Giungono al termine le riprese di “Alfredino una storia italiana”, fiction in quattro puntate prodotta da Sky, in programmazione sugli schermi televisivi nel giugno prossimo, a 40 anni esatti dai ben noti fatti di Vermicino che tennero milioni e milioni di spettatori ancorati alla tv con il fiato sospeso, nella speranza che l’epilogo della vicenda non volgesse in tragedia.

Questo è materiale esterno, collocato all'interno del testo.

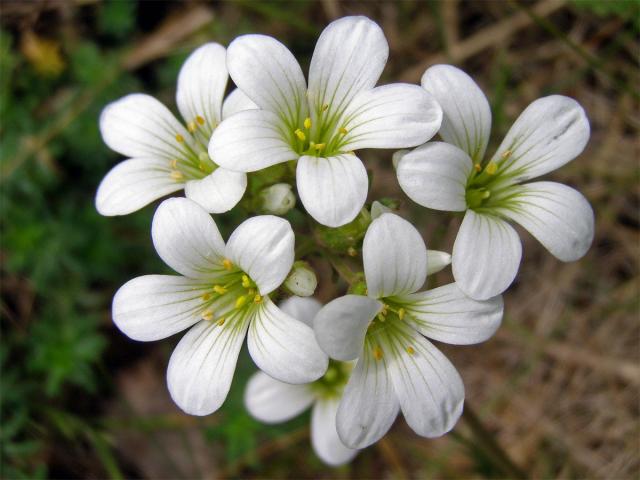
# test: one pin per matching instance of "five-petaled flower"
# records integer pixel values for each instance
(223, 293)
(320, 125)
(453, 176)
(166, 156)
(272, 401)
(397, 367)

Un episodio cruento che in quei giorni, e anche dopo, finì per sconvolgere e cambiare la vita degli italiani. Nel cast comprendente, tra gli altri, Anna Foglietta, nel ruolo della madre del piccolo Alfredo, e Massimo Dapporto, nei panni dell’allora presidente Pertini, anche Claudio Corinaldesi, attore e regista nato a Roma, ma ormai sabaudiano a tutto tondo, calato nella parte del brigadiere Giovanni Cortese (nome di fantasia), il primo ad individuare il pozzo in cui il bambino era caduto.
Della sua esperienza appena conclusa dice: “Finisco le riprese con la gioia e l’emozione di chi ha vissuto questa vicenda terribile quando aveva 10 anni e rimaneva incollato, incredulo e spaventato davanti al ‘primo grande fratello dell’orrore’, una diretta tv, la prima della storia che raccontava le angosce, le paure, le speranze di una famiglia, quella di Alfredino e con lei, quella di tutto il mondo….Un cast artistico straordinario pieno di amici e colleghi dotati di umanità prima di tutto e di talento puro. Sono onorato di essere stato parte di questa opera che porta la firma di M Pontecorvo Regista sensibile, che riesce a dirigere gli attori come un Maestro d’orchestra fa con i suoi musicisti”.
La recitazione nel sangue, dopo aver studiato alla Scuola di Formazione Teatrale Eleusis Teatro di Roma, e superata l’immancabile gavetta, Corinaldesi arriva sul piccolo schermo verso la metà degli anni 2000, interpretando ruoli di rilievo in diverse serie di successo, tra cui “L’Alligatore”, “La porta rossa”, “Le tre rose di Eva”, “Il restauratore”, “Distretto di Polizia”, “Gomorra”, “La ladra”, “Donna detective”, “La mia casa è piena di specchi”, accanto ad uno dei mostri sacri del nostro cinema, Sophia Loren, e altre. Finendo con lo specializzarsi, forse per il suo aspetto da duro, in parti criminali. Quello che certamente nella vita di tutti i giorni non è, come depongono in coro a Sabaudia.